Complete transformer decoder layer with:
1. RMSNorm
2. Multi-Head Attention with residual
3. RMSNorm
4. SwiGLU FFN with residual

In [None]:
class DecoderLayer(nn.Module):
    """
    Transformer Decoder Layer.
    
    Architecture:
    1. x' = RMSNorm(x)
    2. h = MHA(x') + x (residual)
    3. x'' = RMSNorm(h)
    4. y = SwiGLU(x'') + x'' (residual from layer start)
    
    Note: Second residual is from h, not x (like some implementations).
    
    Args:
        dim: Model dimension
        num_q_heads: Number of query heads
        num_kv_heads: Number of key/value heads
        key_size: Dimension per head
    """
    
    def __init__(self, dim, num_q_heads, num_kv_heads, key_size=None):
        super().__init__()
        
        # Pre-attention norm
        self.attn_norm = RMSNorm(dim)
        
        # Multi-head attention
        self.attn = MultiHeadAttention(
            dim=dim,
            num_q_heads=num_q_heads,
            num_kv_heads=num_kv_heads,
            key_size=key_size
        )
        
        # Pre-FFN norm
        self.ffn_norm = RMSNorm(dim)
        
        # SwiGLU FFN
        self.ffn = SwiGLUFFN(dim)
    
    def forward(self, x, attention_mask=None, key_padding_mask=None):
        """
        Args:
            x: [B, T, D] input
            attention_mask: [B, T] or [B, 1, T, T] mask
            key_padding_mask: [B, T] padding mask
        
        Returns:
            Output [B, T, D]
        """
        # Attention block
        h = self.attn_norm(x)
        h = self.attn(h, key_padding_mask=key_padding_mask)
        h = h + x  # Residual from input
        
        # FFN block
        h = self.ffn_norm(h)
        h = self.ffn(h)
        h = h + x  # Residual from start of layer
        
        return h

# Test DecoderLayer
print("Testing DecoderLayer...")
layer = DecoderLayer(
    dim=EMB_SIZE,
    num_q_heads=NUM_Q_HEADS,
    num_kv_heads=NUM_KV_HEADS,
    key_size=KEY_SIZE
)

B, T = 2, 8
x = torch.randn(B, T, EMB_SIZE)
padding_mask = torch.ones(B, T, dtype=torch.bool)
padding_mask[:, 6:] = False

y = layer(x, key_padding_mask=~padding_mask)

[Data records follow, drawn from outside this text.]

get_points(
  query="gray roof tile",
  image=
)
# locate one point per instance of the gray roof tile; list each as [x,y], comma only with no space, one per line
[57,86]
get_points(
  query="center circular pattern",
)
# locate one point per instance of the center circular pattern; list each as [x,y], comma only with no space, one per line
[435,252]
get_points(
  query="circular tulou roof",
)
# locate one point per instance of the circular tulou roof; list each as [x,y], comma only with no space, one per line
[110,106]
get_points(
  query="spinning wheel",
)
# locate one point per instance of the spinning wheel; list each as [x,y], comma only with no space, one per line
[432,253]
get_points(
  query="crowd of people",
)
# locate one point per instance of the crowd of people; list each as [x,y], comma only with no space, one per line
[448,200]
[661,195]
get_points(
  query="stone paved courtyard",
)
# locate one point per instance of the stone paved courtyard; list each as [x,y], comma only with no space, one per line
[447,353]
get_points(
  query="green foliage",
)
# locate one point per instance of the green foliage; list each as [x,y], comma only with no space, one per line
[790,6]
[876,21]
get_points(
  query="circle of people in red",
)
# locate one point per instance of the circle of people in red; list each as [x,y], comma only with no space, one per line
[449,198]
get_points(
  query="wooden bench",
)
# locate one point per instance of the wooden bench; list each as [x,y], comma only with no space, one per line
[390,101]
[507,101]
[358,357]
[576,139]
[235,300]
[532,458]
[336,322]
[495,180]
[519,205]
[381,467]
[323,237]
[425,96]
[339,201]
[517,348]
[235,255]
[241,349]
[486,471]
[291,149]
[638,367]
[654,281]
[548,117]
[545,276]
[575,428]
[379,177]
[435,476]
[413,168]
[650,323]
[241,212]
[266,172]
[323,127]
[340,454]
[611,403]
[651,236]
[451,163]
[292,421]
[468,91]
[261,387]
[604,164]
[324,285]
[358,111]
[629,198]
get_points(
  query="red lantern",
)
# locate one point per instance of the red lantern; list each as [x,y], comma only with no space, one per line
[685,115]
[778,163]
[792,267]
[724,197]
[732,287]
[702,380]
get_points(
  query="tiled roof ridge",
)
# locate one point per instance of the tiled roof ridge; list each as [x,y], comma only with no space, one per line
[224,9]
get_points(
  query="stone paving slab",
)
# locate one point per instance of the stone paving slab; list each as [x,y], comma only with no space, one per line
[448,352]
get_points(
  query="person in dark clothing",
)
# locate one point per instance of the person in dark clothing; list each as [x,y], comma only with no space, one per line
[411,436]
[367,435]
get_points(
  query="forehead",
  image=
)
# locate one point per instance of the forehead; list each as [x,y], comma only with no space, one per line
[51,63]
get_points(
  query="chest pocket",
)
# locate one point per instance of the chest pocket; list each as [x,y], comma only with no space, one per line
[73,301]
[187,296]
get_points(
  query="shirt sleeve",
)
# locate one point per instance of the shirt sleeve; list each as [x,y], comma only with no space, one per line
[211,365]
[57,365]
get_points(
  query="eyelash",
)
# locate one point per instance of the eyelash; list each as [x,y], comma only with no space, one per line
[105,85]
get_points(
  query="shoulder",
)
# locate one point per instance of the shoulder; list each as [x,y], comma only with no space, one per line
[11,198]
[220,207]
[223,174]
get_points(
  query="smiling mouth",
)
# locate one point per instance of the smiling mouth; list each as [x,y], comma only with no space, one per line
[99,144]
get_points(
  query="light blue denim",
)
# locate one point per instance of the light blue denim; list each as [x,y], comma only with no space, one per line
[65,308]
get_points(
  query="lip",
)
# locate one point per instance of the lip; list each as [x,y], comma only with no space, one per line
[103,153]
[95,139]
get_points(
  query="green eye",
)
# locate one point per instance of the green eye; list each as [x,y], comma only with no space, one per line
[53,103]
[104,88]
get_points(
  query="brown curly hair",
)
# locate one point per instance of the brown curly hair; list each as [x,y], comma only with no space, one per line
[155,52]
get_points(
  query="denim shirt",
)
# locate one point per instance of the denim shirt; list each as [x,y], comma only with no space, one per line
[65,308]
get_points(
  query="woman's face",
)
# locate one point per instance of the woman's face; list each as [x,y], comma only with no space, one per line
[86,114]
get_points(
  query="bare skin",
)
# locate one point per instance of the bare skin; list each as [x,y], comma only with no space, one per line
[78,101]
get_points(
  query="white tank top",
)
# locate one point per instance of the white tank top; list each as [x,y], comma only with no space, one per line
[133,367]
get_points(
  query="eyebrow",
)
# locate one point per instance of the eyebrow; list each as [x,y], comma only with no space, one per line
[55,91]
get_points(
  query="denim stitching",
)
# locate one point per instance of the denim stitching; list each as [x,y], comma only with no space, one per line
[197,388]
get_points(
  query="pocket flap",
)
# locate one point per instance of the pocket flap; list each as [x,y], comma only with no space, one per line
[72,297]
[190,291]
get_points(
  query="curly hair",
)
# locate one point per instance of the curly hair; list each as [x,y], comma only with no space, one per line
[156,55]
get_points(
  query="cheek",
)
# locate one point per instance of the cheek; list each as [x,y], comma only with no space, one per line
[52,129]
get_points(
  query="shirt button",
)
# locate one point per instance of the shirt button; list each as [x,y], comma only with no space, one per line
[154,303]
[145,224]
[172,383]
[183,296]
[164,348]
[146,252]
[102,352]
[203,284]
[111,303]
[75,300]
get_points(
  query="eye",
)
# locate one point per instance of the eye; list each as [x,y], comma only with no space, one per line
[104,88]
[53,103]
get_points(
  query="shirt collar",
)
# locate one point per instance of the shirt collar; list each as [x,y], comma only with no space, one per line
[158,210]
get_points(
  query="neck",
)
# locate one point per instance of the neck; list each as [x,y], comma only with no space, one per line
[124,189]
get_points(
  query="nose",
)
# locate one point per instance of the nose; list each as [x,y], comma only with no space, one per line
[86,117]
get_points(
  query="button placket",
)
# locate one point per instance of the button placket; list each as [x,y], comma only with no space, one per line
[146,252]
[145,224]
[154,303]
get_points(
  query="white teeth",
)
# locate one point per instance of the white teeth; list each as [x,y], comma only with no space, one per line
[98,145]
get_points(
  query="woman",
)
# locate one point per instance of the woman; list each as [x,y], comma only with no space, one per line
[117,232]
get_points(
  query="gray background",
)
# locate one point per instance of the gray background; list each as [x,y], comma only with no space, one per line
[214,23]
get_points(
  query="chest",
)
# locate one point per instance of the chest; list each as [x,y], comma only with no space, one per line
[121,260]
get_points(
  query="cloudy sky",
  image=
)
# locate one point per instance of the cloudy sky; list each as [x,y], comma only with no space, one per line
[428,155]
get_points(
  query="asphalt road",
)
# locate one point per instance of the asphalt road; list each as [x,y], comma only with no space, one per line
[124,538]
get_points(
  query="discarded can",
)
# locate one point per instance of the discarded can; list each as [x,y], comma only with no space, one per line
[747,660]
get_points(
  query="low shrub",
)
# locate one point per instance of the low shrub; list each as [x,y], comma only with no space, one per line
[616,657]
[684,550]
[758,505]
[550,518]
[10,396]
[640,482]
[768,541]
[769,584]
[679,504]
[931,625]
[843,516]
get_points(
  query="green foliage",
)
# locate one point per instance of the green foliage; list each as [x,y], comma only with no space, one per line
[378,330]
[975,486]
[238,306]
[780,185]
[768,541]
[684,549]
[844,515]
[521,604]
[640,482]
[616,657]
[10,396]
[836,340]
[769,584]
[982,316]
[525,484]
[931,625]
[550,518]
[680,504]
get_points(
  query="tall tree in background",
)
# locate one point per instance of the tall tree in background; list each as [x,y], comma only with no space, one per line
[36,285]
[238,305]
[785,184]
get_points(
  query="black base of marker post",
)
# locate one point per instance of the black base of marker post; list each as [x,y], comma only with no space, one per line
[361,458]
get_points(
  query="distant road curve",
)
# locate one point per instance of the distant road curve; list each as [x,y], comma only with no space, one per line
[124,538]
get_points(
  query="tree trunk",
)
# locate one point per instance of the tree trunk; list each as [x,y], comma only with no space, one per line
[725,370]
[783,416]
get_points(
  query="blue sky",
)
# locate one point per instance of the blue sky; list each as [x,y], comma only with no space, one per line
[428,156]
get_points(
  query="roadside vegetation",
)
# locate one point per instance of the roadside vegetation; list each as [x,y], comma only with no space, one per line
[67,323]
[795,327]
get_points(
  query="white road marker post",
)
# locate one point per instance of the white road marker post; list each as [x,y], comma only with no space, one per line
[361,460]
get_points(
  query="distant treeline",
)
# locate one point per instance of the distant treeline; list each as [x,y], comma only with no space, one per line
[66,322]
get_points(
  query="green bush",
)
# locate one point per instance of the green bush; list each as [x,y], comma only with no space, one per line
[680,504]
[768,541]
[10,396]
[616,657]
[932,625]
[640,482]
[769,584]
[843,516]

print(f"Input shape: {x.shape}")
print(f"Output shape: {y.shape}")

assert y.shape == x.shape
print("✓ DecoderLayer working correctly!")

## make_recsys_attn_mask

Create attention mask for recommendation system inference.

**Key feature**: Candidate isolation!

**Mask structure**:
- User + History: Can attend to all previous positions (causal)
- Candidates: Can attend to User + History AND themselves
- **CANNOT** attend to other candidates

In [None]:
def make_recsys_attn_mask(seq_len, candidate_start_offset, dtype=torch.float32):
    """
    Create attention mask for recommendation system inference.
    
    The mask ensures:
    1. User + History: Causal attention (can attend to previous positions)
    2. Candidates: Can attend to User + History and themselves
    3. Candidates: CANNOT attend to other candidates (candidate isolation)
    
    Sequence layout:
    [0] = User
    [1:S] = History (S positions)
    [S:S+C] = Candidates (C positions)
    
    Args:
        seq_len: Total sequence length
        candidate_start_offset: Position where candidates start
        dtype: Output dtype
    
    Returns:
        Attention mask [1, 1, seq_len, seq_len] where True=can attend
    """
    # Start with causal mask (lower triangle)
    causal_mask = torch.tril(torch.ones(seq_len, seq_len, dtype=dtype))
    
    # Create the mask
    attn_mask = causal_mask.clone()
    
    # Zero out candidate-to-candidate attention
    # This is the bottom-right block
    attn_mask[candidate_start_offset:, candidate_start_offset:] = 0
    
    # Add back self-attention for candidates (diagonal of candidate block)
    for i in range(candidate_start_offset, seq_len):
        attn_mask[i, i] = 1
    
    # Add batch and head dimensions
    attn_mask = attn_mask.unsqueeze(0).unsqueeze(0)
    
    return attn_mask

# Test make_recsys_attn_mask
print("Testing make_recsys_attn_mask...")

USER_LEN = 1
HISTORY_LEN = 5
CANDIDATE_LEN = 3
seq_len = USER_LEN + HISTORY_LEN + CANDIDATE_LEN
candidate_start_offset = USER_LEN + HISTORY_LEN

mask = make_recsys_attn_mask(seq_len, candidate_start_offset)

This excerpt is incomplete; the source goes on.